Google gets to this page fine but then it does not continue on with the links...also google doesnt even spider some of the links on my main page even though it gets to other links on my index just fine!

Any further ideas or help would be greatly appreciated!
Thanks,
Kevin

johnsmith2003

9:21 pm on Apr 5, 2003 (gmt 0)



Google crawls are weird.
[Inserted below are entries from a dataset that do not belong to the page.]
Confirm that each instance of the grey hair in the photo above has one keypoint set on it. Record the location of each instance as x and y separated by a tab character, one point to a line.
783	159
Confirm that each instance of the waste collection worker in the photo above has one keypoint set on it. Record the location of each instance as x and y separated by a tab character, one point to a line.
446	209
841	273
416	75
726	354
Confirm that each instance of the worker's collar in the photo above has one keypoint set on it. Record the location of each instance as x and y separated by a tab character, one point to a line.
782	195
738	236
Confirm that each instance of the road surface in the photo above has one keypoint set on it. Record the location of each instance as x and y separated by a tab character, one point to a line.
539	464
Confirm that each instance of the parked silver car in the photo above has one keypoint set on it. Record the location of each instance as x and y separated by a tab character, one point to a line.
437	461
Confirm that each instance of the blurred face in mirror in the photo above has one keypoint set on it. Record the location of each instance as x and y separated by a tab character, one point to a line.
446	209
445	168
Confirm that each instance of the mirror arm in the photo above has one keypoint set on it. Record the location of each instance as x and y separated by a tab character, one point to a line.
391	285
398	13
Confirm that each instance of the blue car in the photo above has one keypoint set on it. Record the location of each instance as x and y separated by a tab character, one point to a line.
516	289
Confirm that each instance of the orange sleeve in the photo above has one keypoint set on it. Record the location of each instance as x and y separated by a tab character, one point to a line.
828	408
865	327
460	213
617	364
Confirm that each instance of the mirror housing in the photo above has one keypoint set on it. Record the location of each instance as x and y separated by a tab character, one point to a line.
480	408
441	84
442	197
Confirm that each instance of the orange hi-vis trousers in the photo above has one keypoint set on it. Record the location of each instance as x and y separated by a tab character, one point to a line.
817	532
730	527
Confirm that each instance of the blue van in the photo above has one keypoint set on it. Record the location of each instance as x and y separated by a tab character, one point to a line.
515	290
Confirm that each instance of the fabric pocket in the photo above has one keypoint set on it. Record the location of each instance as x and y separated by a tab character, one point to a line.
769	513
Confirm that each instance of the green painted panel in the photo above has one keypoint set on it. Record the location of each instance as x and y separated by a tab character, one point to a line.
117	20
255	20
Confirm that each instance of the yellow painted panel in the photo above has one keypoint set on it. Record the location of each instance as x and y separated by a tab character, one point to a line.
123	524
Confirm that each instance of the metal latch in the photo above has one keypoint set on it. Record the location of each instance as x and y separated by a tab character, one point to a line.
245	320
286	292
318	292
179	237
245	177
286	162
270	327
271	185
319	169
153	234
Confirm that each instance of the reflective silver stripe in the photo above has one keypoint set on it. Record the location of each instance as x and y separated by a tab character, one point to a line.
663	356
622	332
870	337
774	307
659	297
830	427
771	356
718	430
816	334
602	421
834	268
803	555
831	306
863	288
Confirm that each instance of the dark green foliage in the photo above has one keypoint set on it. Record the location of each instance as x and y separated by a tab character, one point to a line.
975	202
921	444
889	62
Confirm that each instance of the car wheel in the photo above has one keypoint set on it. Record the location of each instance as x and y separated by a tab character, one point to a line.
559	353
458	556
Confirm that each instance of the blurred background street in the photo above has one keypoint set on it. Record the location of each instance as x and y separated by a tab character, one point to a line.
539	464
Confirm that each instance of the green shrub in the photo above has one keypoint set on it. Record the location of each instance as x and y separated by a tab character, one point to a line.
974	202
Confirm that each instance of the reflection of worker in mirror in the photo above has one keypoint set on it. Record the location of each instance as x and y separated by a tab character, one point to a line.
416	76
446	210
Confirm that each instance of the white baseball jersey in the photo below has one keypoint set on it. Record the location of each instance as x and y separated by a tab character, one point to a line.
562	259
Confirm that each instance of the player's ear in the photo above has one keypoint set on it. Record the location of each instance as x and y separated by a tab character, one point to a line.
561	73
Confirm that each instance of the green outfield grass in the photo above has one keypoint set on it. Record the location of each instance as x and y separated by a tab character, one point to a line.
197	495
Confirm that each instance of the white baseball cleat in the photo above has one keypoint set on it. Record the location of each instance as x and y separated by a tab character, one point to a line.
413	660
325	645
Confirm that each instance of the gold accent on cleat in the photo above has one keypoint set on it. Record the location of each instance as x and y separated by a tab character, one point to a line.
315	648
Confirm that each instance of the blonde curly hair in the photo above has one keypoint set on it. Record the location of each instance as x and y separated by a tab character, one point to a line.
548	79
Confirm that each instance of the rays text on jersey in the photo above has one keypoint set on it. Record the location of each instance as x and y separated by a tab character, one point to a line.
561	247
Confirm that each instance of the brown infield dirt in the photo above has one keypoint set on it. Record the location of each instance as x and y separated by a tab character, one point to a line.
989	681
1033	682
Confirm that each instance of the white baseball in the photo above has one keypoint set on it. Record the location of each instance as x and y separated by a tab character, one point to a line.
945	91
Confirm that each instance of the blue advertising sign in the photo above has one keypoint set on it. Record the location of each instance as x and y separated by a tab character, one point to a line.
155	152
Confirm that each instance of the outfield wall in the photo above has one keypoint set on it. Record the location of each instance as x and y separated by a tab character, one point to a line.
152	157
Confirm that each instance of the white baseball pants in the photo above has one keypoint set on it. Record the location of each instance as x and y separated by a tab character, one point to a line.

I happen to know how googlebot works, but I won't go into details.

ikbenhet1

9:24 pm on Apr 5, 2003 (gmt 0)

10+ Year Member



You might wanna put </HEAD> before <BODY> in there.

<added>what mvadic said, but make sure you put the </HEAD> tag in there because your html structure is not correct. try a search for "webmasterworld validator" on google</added>

[edited by: ikbenhet1 at 9:32 pm (utc) on April 5, 2003]

mcavic

9:27 pm on Apr 5, 2003 (gmt 0)

WebmasterWorld Senior Member 10+ Year Member



I'd suggest getting some sites to link to you, get listed in Yahoo and DMOZ, and give it another 2 or 3 months.
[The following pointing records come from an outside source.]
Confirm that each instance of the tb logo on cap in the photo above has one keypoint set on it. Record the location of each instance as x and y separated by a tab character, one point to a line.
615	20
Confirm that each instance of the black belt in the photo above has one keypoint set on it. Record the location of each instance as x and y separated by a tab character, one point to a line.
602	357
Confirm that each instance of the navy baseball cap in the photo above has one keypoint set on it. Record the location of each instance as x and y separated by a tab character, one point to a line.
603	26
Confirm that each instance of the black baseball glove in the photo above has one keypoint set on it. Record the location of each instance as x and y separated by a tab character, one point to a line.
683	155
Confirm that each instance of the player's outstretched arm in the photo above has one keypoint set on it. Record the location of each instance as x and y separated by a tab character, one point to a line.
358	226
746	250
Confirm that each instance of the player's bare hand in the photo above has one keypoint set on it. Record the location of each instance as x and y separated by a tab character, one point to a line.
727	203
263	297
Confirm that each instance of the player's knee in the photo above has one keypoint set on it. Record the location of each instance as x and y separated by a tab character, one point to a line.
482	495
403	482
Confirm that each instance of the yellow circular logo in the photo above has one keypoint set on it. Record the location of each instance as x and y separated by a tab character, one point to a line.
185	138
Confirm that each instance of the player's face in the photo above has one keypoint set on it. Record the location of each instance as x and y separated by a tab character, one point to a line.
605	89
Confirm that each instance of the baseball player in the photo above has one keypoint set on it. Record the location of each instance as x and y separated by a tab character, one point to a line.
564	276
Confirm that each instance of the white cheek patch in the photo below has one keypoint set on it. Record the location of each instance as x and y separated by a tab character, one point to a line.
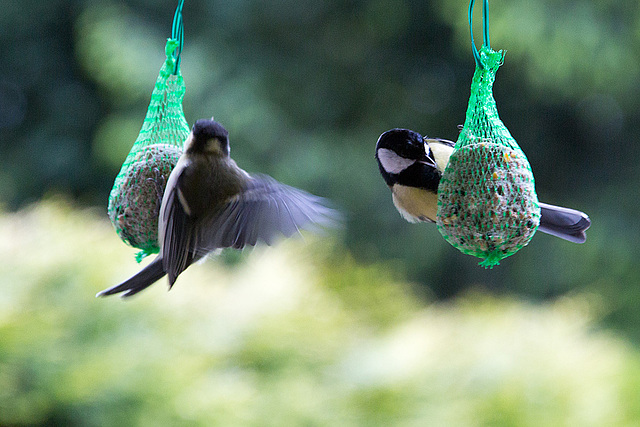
391	162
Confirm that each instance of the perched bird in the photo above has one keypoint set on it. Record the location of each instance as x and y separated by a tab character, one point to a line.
412	166
210	203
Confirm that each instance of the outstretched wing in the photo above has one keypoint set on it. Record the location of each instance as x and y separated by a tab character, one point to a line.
265	210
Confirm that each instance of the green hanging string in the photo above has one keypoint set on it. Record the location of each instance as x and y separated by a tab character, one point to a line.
485	30
136	196
177	34
487	204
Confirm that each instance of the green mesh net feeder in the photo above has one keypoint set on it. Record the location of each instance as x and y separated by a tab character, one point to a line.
487	203
134	202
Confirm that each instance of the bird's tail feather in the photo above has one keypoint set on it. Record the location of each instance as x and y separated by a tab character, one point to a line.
140	281
565	223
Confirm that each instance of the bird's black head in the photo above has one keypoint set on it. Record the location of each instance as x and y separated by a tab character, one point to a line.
209	137
405	143
404	158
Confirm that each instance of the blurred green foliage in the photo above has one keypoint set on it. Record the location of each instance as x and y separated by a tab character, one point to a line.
305	89
299	334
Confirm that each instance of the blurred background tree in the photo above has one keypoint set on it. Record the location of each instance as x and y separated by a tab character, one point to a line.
305	89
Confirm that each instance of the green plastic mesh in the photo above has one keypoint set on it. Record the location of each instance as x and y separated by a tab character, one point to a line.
134	202
487	203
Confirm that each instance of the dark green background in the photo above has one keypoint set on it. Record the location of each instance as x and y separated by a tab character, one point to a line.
305	87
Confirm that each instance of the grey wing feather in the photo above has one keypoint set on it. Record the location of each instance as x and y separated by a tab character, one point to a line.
262	212
568	224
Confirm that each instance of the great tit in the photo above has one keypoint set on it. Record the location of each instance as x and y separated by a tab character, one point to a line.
210	203
412	166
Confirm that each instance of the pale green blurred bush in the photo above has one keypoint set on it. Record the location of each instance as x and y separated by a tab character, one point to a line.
299	334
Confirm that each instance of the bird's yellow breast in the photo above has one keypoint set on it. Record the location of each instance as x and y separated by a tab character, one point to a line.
415	204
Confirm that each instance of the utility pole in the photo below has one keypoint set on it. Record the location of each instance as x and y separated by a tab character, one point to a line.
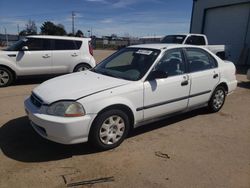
73	22
6	37
17	29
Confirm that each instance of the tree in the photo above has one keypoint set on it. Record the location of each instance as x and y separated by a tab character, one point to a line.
30	29
49	28
79	33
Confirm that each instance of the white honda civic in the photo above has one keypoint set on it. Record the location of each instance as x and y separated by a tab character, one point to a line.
134	86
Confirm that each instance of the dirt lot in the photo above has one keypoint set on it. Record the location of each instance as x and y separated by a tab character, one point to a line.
196	149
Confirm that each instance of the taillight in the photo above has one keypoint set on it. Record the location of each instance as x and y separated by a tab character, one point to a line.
90	49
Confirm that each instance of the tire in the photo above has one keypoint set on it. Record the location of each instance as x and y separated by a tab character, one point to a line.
217	99
82	67
6	77
109	129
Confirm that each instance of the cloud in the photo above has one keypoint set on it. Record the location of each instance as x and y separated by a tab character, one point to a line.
108	20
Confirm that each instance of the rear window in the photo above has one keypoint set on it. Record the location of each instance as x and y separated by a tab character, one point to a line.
173	39
66	44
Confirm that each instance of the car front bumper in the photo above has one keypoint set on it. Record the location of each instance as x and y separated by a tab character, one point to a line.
64	130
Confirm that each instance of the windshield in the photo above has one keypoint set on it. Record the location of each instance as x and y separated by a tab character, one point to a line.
129	63
17	46
173	39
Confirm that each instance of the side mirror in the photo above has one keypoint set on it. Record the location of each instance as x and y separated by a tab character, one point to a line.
157	74
25	48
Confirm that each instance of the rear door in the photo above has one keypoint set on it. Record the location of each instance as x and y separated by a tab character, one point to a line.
204	75
37	59
66	55
167	95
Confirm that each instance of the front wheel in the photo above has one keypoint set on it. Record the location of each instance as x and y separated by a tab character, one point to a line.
217	100
109	129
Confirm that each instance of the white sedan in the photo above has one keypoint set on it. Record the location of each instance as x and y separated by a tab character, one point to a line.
134	86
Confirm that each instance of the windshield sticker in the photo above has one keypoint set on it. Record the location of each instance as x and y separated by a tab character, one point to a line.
144	52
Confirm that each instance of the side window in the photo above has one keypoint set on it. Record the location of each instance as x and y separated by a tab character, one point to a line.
64	45
36	44
78	44
199	60
124	59
196	40
172	63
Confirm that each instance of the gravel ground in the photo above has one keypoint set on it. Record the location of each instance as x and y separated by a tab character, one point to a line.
196	149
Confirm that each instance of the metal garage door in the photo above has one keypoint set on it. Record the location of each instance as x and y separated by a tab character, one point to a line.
228	25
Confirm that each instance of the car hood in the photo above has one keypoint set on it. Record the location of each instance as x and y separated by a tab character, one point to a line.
75	86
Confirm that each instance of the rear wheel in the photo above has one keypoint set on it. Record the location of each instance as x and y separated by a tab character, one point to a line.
6	77
217	100
81	67
109	129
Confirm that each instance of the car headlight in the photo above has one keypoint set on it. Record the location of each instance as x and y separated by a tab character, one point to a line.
66	109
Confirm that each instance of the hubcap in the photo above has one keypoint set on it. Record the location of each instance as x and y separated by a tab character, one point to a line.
218	99
112	130
4	77
83	68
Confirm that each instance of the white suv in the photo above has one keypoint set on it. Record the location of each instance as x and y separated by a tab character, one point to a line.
43	55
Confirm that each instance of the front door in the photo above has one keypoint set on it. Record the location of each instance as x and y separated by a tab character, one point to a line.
167	95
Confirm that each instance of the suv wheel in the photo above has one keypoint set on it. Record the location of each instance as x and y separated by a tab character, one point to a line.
6	77
81	67
217	100
109	129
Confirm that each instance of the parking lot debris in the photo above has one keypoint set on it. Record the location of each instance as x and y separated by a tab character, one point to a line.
162	155
92	182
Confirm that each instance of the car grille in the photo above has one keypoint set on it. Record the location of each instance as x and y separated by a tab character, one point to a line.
36	101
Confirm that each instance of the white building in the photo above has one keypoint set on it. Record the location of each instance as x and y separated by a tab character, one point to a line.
224	22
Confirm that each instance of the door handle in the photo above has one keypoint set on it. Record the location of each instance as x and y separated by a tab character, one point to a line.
215	75
46	56
184	83
12	55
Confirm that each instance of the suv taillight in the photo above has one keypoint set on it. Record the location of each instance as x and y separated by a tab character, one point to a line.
90	49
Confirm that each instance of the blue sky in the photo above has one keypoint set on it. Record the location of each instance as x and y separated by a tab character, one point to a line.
105	17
If you search site:www.debian.org debian, it'll come up with
43,600 pages. So obviously, Google goes deep if it likes the site. :)

uci_bink

10:04 pm on Apr 5, 2003 (gmt 0)

10+ Year Member



Thanks a lot for the heads up on the </HEAD> tag!

Just missed it I guess....I will take a look at the HTML validator and check that out...but like others have suggested maybe it is just a matter of time.

Hopefully after the next update my PR will go up a little bit and then maybe the bot will have a little more love for me and crawl the site a little deeper, it just doesnt make much sense for it to only hit pages linked from the home page and go no further than that.

Well...we will see when update begins, hopefully the deep crawler will go through everything next time. If not then you will see me on here asking a bunch more questions :)

Thanks a lot!
Kevin